Network-Based Indicators (Part 1) (Domain 2)
In this episode, we are focusing on network-based indicators that signal an active cyberattack or unauthorized behavior in progress. These indicators are often found by monitoring traffic, reviewing logs, and watching for anomalies across network infrastructure. Today, we will examine two major categories of network-based threats: Distributed Denial-of-Service attacks and Domain Name System abuse. Understanding how these attacks function—and what signs they leave behind—can help you detect and stop them before serious damage occurs.
Let’s begin with Distributed Denial-of-Service attacks, commonly known as D D o S attacks. These attacks are designed to overwhelm a target system with massive volumes of traffic, making it unavailable to legitimate users. The goal isn’t to steal data, but to disrupt operations—shutting down websites, blocking access to services, or degrading performance so severely that systems become unusable.
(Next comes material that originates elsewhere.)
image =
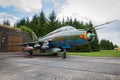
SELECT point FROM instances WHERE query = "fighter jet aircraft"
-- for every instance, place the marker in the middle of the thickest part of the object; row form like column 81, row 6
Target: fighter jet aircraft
column 61, row 39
D D o S attacks often originate from botnets—a network of compromised devices under the attacker’s control. The attacker instructs all of these devices to send traffic to the same target at the same time. What makes D D o S so dangerous is the scale. Even modest attacks can saturate bandwidth, consume server resources, or exhaust firewall capacities.
There are two common D D o S techniques you should recognize: amplification and reflection. Amplified attacks occur when small requests are sent to third-party servers, which then respond with much larger responses that are directed to the victim. The attacker’s request is amplified in size and redirected. A common example uses open N T P servers. A single small request can trigger a massive response aimed at the target.
Reflected attacks follow a similar pattern but add another layer of deception. In a reflected attack, the attacker spoofs the victim’s IP address when sending requests. The servers receiving the request think the victim is the one asking, and they respond by sending traffic back to the victim—flooding it with unwanted replies.
To detect D D o S attacks, administrators should monitor for traffic spikes, unusually large flows of data, and resource exhaustion. You may notice a sudden drop in server responsiveness, an uptick in dropped packets, or firewall logs that show connections from many different sources. If the attack is volumetric, bandwidth graphs will show sharp increases from one or multiple sources.
D D o S mitigation involves several layers. Content delivery networks can absorb traffic and keep systems running during volumetric attacks. Rate limiting, geo-blocking, and blackhole routing can redirect or reduce malicious traffic. Working with internet service providers and cloud-based D D o S mitigation providers is also essential, especially for high-volume attacks.
Now let’s move to Domain Name System-based attacks. The Domain Name System, or D N S, is how computers translate human-readable domain names into IP addresses. Because nearly every internet transaction begins with a D N S request, this system is a prime target for attackers.
One major D N S threat is spoofing. In a D N S spoofing attack, the attacker returns a false D N S response to the victim, redirecting them to a malicious or fake site. The victim may think they are visiting a trusted domain—like a bank or email service—but instead land on a lookalike site controlled by the attacker. From there, the attacker can steal credentials, deliver malware, or conduct further social engineering.
Another related threat is cache poisoning. In this attack, the attacker corrupts the D N S records stored in a local resolver’s cache. When users on that network request the same domain, the poisoned entry sends them to the attacker’s site. Because the response comes from the local resolver, users are unlikely to suspect anything is wrong.
Indicators of D N S-based attacks include sudden changes in D N S response behavior, redirected traffic, or D N S requests pointing to unfamiliar or suspicious IP addresses. You might also see multiple D N S queries for the same domain in rapid succession or activity from domains with very short lifespans. These signs often indicate automated tools or malware using D N S to communicate.
To protect against D N S attacks, organizations should implement secure D N S practices. This includes using Domain Name System Security Extensions, known as D N S S E C, to authenticate D N S responses with cryptographic signatures. D N S resolvers should be configured to refuse external recursive queries and to validate responses wherever possible.
D N S logging and monitoring are also critical. Logs should capture query sources, response codes, and timestamps so that suspicious behavior can be reviewed later. Suspicious domains should be blocked through filtering tools, and alerting should be configured to flag anomalies like sudden spikes in D N S traffic or outbound queries to command and control servers.
As you prepare for the Security Plus exam, be ready to identify signs of D D o S and D N S-based attacks. Know how amplified and reflected D D o S attacks differ, and understand the role of botnets in flooding systems with traffic. For D N S threats, focus on spoofing and cache poisoning as the core risks. You may be asked to recommend detection or prevention tools or to explain what network logs might reveal during one of these attacks.